Just two days ago, Friday, I received by mail my only copy of a book I'd lent out to a former co-worker, who surprised me by finally returning it to me by a private express carrier. I'd been warned by Murray Rothbard many years ago never to lend out my personal books, as I'd never see them again... even if that book was one of Murray's own (which it was, which was a reason we were having the chat at school... another story).

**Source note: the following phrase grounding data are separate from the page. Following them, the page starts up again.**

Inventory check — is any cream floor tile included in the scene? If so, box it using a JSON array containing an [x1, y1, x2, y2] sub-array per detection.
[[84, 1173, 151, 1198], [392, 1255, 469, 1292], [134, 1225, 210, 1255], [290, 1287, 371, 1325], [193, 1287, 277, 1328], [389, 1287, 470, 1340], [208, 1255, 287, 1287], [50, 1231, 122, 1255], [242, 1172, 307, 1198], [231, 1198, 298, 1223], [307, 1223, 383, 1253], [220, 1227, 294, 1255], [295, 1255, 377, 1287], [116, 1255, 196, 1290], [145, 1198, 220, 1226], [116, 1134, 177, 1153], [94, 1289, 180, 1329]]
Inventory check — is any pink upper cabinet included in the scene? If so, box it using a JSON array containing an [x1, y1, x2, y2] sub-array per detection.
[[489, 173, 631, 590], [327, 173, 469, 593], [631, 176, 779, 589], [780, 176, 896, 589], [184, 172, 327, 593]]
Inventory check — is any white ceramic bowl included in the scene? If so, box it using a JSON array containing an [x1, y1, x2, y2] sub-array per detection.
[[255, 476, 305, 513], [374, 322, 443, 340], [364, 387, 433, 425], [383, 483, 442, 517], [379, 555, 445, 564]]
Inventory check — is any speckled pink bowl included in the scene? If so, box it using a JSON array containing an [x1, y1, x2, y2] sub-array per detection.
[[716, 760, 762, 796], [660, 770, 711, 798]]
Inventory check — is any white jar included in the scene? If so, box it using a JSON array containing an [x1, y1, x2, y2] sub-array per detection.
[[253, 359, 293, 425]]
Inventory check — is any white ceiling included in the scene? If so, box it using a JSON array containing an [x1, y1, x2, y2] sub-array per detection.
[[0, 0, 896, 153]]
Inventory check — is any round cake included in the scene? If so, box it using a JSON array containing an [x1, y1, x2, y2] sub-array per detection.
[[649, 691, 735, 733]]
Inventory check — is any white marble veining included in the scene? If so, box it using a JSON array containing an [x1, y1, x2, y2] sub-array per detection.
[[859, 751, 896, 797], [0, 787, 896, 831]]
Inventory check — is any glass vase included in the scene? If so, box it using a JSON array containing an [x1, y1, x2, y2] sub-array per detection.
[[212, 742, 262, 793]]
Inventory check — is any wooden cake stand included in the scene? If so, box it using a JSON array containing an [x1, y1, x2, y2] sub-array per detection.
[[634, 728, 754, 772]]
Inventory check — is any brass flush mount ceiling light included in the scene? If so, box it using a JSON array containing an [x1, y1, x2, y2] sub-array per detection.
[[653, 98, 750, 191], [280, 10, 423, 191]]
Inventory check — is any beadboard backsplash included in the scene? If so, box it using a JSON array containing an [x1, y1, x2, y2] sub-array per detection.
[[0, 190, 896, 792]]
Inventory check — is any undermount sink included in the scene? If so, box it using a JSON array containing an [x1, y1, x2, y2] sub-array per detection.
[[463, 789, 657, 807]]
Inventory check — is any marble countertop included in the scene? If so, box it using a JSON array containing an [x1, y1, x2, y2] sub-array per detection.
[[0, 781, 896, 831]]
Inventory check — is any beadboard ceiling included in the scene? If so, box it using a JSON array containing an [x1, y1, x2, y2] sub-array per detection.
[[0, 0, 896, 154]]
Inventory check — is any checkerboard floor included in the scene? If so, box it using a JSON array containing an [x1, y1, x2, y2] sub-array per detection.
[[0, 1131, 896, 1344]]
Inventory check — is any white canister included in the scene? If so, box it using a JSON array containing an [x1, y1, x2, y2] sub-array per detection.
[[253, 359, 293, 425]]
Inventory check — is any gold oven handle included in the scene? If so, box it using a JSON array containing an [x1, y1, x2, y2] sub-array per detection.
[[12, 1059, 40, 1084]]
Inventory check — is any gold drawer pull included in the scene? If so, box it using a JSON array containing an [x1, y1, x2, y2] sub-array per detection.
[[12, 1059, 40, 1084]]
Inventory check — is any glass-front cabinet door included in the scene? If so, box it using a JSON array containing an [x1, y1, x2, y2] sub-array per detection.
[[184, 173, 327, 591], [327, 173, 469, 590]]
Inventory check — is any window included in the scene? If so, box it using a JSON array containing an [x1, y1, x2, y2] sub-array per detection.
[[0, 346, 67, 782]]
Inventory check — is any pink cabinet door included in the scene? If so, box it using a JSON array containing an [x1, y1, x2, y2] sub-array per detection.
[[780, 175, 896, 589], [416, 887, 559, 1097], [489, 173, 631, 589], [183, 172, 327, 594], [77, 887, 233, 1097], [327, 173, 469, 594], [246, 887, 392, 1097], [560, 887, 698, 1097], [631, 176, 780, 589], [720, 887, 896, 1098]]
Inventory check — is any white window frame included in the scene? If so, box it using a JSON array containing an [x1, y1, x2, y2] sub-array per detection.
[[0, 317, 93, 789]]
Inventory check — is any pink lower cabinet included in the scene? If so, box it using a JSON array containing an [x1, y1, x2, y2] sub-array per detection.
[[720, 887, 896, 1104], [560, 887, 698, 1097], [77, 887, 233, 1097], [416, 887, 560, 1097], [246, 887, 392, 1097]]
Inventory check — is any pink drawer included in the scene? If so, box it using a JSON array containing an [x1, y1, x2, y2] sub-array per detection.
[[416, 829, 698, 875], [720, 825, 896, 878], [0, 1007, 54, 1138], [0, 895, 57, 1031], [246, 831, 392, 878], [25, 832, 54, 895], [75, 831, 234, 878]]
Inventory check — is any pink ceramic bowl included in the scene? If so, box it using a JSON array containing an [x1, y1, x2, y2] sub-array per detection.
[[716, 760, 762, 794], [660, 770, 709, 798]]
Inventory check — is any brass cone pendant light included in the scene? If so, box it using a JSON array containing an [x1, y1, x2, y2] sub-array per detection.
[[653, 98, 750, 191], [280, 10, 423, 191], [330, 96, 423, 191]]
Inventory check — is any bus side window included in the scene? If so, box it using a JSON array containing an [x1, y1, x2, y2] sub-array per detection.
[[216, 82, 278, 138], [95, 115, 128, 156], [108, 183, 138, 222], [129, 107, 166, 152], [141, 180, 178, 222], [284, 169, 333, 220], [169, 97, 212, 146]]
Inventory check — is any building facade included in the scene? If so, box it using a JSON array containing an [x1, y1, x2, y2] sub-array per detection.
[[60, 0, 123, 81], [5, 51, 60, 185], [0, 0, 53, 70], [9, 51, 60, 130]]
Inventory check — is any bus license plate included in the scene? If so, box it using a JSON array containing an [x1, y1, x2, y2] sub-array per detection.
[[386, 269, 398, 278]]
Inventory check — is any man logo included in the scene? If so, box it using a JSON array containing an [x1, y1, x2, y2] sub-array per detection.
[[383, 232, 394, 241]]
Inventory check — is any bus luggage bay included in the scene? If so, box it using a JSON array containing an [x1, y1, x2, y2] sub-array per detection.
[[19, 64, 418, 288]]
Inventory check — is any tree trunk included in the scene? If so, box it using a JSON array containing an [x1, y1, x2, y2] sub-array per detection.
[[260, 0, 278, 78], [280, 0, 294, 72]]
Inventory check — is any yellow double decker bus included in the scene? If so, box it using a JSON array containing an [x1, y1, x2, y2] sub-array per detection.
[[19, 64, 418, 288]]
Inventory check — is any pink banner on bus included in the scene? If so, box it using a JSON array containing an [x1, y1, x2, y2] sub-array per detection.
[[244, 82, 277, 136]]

Friday's mail gifted me Victor Koman's Kings of the High Frontier, to my relief - and to my erstwhile colleague's credit, in exactly the same good condition as I'd lent it. The events of the last couple of days, including my truly belated and short account of a visit I made a little over a year ago to private space transportation startup XCOR, prompt me to write at least a short recommendation, if not a comprehensive review, of this superb novel.

Kings of the High Frontier, by Victor Koman

The story surrounding the publication of this book is a bit of an unknown to me. From what I can gather so far, Victor Koman first published it online, then arranged with a small publishing house, Bereshith Publishing, to publish the novel as the first book in Bereshith's new "Final Frontier Books" imprint. My "First Limited Edition" of 1998 is signed on a page that was sewn into the book, and numbered 545 of "...1250 signed and numbered copies". The frontspiece is enticingly subtitled "Book One of the High Pilgrimage", but I know of no as-yet published "Book Two".

I'm astonished that the Amazon listing for this edition of the book (there's also an even more limited edition listed for $75) mentions a 4-5 week availability, with a US$1.99 surcharge. This extra little charge is apparently due to the requirement that Amazon special order their copies from Bereshith, manually.

No knock on the excellent job that Bereshith did with the book - everything between the covers is as good or better than what most major imprints would have done - but the idea of limiting such an important work to 1250 copies borders on tragic. The only thing I don't like about the book is the unfortunate cover. I'll go out on a limb here, but I do tend to judge a book by its cover. Good books deserve good covers, and it's unfortunate that few publishing houses with a science fiction imprint produce to the quality of the cover - as an example - on Ken MacLeod's The Stone Canal (TOR). I've even seen people on various mailing lists recently mention that they had a copy of Koman's book "laying around, waiting to be read", but were put off by the cheap dustjacket.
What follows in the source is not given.